季節ごとに変わる、和の素材を取り入れたアイスが食べられる店だ。この季節は、りんごを使ったアイスクリームやシャーベットが何種類も出ていたりして、好みに合ったものを探すのが楽しい。ぶどうやみかん、柚子といった果物、ほうじ茶、きなこ、かりんとう、焼き芋などというフレーバーもあるなかから、さっぱりしたシャーベット系のものばかり3種をはるかが選んだのも、みちるの予想通りだった。
ただし、小さな店内に中高生の姿はなく、上質な素材を使ったアイスを味わっているのは、大人ばかりだった。
口をとがらせたはるかは。
「みちるのほうが大人っぽいって、昔からよく言われてただろ。こういう《場》をつくってるのは、絶対みちるだ」
「しかたないじゃない。思い切り甘くてクリームが重いアイスなんて、はるかは食べてくれないから、こういうところを選んだのよ。サーティーワンやハーゲンダッツを喜んで食べるはるかだったら、今頃中高生の女の子と一緒に列に並んでいたかもしれなくてよ?」
「……まあ、甘ったるいのもクリームごってりも、確かにゴメンだけど」
旗色が悪くなってきたはるかに、みちるはたたみかける。
「そもそも、どうして今頃『高校生みたいなデート』?」
そう、問いかけたみちるは、こう続けようとしていた。
──四捨五入したら不惑、っていうの、抵抗があって?
しかし、みちるがそれを、声に出す前に。

「僕達の姿が、歳をとりすぎていて、その場から浮く、っていう気分を、味わってみたかったんだ」

……セーラー戦士として、最も激しく戦っていた、高校生の頃。
あの頃から、はるかの……みちるの、そして内部戦士達の肉体の時は、止まってしまっている。
いつから時空の扉を護っているのだかわからない、プルートを見いるのだから、遅かれ早かれそうなることは、皆、理解していたと思う。
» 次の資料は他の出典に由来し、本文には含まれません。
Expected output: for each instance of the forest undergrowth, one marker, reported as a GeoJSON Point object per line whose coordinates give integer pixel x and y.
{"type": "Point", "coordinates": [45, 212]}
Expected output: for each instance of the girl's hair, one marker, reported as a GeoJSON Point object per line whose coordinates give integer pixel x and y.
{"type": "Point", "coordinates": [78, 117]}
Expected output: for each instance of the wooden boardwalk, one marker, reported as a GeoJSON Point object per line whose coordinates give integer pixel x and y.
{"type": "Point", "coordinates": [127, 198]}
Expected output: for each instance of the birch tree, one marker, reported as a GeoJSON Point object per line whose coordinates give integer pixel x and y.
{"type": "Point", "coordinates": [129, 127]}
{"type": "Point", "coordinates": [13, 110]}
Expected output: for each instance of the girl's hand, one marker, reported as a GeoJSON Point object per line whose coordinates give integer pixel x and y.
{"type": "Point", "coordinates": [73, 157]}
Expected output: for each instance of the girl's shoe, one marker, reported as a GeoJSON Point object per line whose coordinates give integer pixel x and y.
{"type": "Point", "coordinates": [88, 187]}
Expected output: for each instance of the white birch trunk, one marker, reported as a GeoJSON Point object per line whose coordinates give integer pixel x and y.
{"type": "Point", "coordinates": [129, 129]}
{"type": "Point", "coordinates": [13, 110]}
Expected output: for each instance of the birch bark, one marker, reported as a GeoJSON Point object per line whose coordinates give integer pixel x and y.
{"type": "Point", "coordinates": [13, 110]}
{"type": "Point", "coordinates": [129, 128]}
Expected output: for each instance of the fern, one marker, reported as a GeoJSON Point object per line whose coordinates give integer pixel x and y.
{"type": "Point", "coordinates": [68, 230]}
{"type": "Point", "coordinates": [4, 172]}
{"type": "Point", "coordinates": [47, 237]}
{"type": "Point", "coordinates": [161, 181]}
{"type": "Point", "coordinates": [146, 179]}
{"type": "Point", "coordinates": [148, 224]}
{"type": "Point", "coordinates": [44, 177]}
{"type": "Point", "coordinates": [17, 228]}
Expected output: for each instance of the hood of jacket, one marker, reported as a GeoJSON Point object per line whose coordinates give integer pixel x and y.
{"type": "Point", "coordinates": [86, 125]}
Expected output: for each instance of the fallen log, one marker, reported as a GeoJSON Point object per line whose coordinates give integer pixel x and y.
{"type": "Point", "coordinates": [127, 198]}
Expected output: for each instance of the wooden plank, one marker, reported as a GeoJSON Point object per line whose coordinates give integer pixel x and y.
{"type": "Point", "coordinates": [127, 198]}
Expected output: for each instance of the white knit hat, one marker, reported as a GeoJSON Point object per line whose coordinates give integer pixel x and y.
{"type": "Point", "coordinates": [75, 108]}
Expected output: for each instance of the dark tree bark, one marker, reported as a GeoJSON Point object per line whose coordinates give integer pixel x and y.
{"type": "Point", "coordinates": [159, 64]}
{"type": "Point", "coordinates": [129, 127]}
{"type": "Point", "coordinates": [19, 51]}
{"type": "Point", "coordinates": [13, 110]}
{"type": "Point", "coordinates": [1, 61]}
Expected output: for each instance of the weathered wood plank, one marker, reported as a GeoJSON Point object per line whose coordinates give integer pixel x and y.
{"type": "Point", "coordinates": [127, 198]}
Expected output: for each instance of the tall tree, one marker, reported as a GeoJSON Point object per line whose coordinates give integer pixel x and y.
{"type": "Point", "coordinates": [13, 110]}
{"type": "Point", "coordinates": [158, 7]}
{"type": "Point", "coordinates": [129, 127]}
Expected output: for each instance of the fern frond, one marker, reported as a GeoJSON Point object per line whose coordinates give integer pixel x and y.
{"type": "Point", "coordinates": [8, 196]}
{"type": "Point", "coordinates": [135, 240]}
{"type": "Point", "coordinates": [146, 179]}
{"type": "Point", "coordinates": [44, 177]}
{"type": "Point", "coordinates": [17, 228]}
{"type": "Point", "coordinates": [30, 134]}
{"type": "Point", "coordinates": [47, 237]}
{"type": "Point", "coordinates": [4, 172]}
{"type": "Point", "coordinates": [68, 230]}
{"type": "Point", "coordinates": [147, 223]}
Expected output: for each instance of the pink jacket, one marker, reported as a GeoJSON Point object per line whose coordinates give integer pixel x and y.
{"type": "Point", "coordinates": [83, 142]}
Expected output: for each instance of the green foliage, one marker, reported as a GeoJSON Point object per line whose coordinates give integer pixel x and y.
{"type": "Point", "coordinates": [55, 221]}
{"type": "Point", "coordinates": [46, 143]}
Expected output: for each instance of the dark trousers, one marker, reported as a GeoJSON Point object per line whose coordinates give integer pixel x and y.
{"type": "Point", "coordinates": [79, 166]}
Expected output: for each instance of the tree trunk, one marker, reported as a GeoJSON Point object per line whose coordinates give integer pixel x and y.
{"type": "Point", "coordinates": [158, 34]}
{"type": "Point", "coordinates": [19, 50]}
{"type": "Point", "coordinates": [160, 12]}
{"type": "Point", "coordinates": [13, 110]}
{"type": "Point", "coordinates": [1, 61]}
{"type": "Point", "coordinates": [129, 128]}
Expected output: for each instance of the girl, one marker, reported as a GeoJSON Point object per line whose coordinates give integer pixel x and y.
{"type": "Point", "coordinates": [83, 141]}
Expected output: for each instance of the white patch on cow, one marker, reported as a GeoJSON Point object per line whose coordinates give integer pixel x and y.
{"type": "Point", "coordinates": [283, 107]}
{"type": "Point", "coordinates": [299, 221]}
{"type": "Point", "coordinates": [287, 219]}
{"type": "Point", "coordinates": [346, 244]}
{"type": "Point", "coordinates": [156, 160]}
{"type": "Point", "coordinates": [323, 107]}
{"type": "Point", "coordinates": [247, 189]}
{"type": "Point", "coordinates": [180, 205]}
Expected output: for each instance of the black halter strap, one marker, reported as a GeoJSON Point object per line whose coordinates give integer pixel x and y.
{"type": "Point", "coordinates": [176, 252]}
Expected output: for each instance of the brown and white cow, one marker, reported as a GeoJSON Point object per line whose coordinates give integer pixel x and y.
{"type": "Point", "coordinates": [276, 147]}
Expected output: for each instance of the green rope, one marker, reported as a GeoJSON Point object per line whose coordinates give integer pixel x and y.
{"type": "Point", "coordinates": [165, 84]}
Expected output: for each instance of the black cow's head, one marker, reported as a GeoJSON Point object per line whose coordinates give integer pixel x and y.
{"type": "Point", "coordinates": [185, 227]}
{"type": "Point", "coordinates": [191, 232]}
しかし、はるか、みちる達は、太陽系の辺境でぽつねんと暮らしているわけではないのだ。周囲はどんどん見た目も歳をとっていく、そのなかに、異分子でしかない自分達をとけこませることに、どれだけ腐心してきたことか。見た目が歳をとりすぎていて、その場から浮く、そういう状況には、みちるも確かに飢えていた。

……いつかは、離れなければいけない日が、くるのだろう。
この人間世界での、天王はるか、海王みちるの、日常から。
みちるにとって、それはなんでもないことだ。はるかさえ一緒なら、ほかに何もいらない。
けれど。
……いっそ、あの激しい戦いが終わった直後に、『その日』が来ていればよかったのに。
たとえ自分の手を汚してでも、世界を沈黙から守る。
そう宣言していたわりには、はるかは、この世界をそれほど好きではなかったように、みちるには思える。モータースポーツにかける夢と、その夢を追うに十分な才能を持ちながら、その夢を実現する場であるこの世界の中に、はるかは自分の居場所を、みつけきれていないように見えた。
それから長い月日が経った。たくさんの誕生日、たくさんのクリスマスを、この世界で過ごした。
はるかは多分、高校生のあの頃よりずっと、この世界に愛着を抱くようになったと、みちるは感じる。はるかに言えば否定するだろう、こんな世界、いつでも旅立てると笑うだろう、それでも、みちるには、わかるのだ。

アイスを食べるはるかの腕に、みちるはそっと、身体を寄せる。
これだけで、この胸の痛みも、全部伝わってしまうんだろうな、と思いながら、みちるは雪のようなリンゴの氷菓を、くちのなかで、とかした。